Fitch Ratings-New York/San Francisco-01 May 2026: Fitch Ratings has published its “U.S. Public Finance Dedicated Tax and Revenue Bond Rating Criteria”. The criteria updates and replaces the “Exposure Draft: U.S. Public Finance Dedicated Tax and Revenue Bond Rating Criteria” from January 2026.
The new criteria report sets out Fitch’s methodology for assigning new ratings and monitoring existing ratings on dedicated tax and revenue bonds (DTRBs) for U.S. state and local governments and territories. DTRBs are payable from specific pledged taxes, fees, charges, or other governmental revenues and are not covered by a full faith and credit pledge.
The new criteria replaces the Dedicated Tax Bonds sections of the “U.S. Public Finance Local Government Rating Criteria” and the “U.S. Public Finance State Governments and Territories Rating Criteria,” which have been removed concurrent with this publication.

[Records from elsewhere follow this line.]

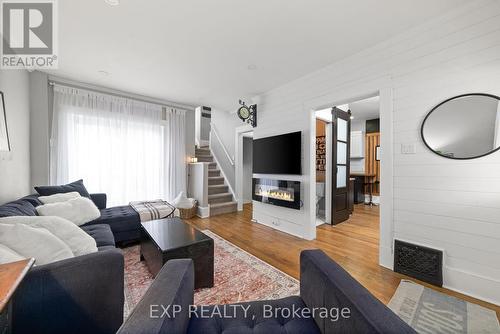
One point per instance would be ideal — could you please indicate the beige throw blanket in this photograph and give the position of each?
(151, 210)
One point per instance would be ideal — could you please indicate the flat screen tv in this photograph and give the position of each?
(278, 154)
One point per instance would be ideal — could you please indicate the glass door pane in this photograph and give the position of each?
(341, 153)
(342, 130)
(341, 176)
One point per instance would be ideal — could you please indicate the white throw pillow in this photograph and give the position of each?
(34, 242)
(77, 240)
(182, 202)
(7, 255)
(57, 198)
(79, 210)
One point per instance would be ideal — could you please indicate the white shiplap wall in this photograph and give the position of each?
(447, 204)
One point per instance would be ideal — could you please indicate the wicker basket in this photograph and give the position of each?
(188, 213)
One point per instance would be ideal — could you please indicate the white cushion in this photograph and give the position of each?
(34, 242)
(79, 210)
(7, 255)
(182, 202)
(77, 240)
(57, 198)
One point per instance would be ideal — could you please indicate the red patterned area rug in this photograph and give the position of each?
(239, 277)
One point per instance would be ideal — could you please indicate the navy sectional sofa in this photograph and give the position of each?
(124, 221)
(83, 294)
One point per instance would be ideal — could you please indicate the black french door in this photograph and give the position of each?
(341, 148)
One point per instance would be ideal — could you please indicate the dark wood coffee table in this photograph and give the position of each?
(171, 238)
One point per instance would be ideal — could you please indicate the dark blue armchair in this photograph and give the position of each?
(324, 286)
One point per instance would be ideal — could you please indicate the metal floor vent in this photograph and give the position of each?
(423, 263)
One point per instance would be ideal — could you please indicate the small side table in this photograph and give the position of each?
(11, 275)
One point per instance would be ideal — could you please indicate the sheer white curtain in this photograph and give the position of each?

The new criteria broadly retains the existing analytical and assessment framework for rating DTRBs, with some notable revisions including:
–Enhance the transparency and clarity of the resilience analysis by introducing standardized and category-specific revenue stress guidance;
–Replace the “Growth Prospects for Revenues” and “Sensitivity and Resilience” Key Rating Drivers (KRD) with “Revenue Risk” and “Resilience”;
–Enhance the guidance for assessing the performance of the pledged revenue stream over time (Revenue Risk) to include assessments of the pledged revenue type and revenue volatility in addition to revenue growth prospects;
–Eliminate the use of the Fitch Analytical Stress Test (FAST) model;
–Measure Resilience based on the coverage of Maximum Annual Debt Service from stressed pledged revenues rather than the level of the coverage cushion as a multiple of the FAST revenue stress and largest cumulative revenue decline history;
–Extend descriptions of non-investment-grade attributes to ‘b’ or lower for each KRD;
–Replace the Asymmetric Additional Risk Considerations, which were limited to only below standard or negative rating considerations, with the Additional Credit Factors, which may have a positive or negative effect on the final rating;
–Simplify the analysis of exposure to related government operations by explaining the limited circumstances in which Fitch will take recovery prospects into account, rather than strictly assessing probability of default, and in which various structural protections obviate the need to analyze pledged revenue risk and resilience.
Fitch estimates approximately 20% of its DTRB ratings may change because of the new criteria, with a slightly higher ratio of upgrades to downgrades possible. Most rating changes are expected to be within a range of one to three notches. We will place the ratings of issuers that may be affected Under Criteria Observation (UCO) within five business days.
The ratings placed on UCO will require additional information and analysis to fully assess the effect of the new criteria on the ratings, if any. Not all the ratings placed on UCO will be changed. Existing ratings, Outlooks and Rating Watches remain unchanged by the placement on UCO. Each UCO review will consider changes in the underlying credit profile in addition to the application of the new criteria. Fitch will review all the ratings designated as UCO as soon as practicable but no later than six months from the date of the criteria release.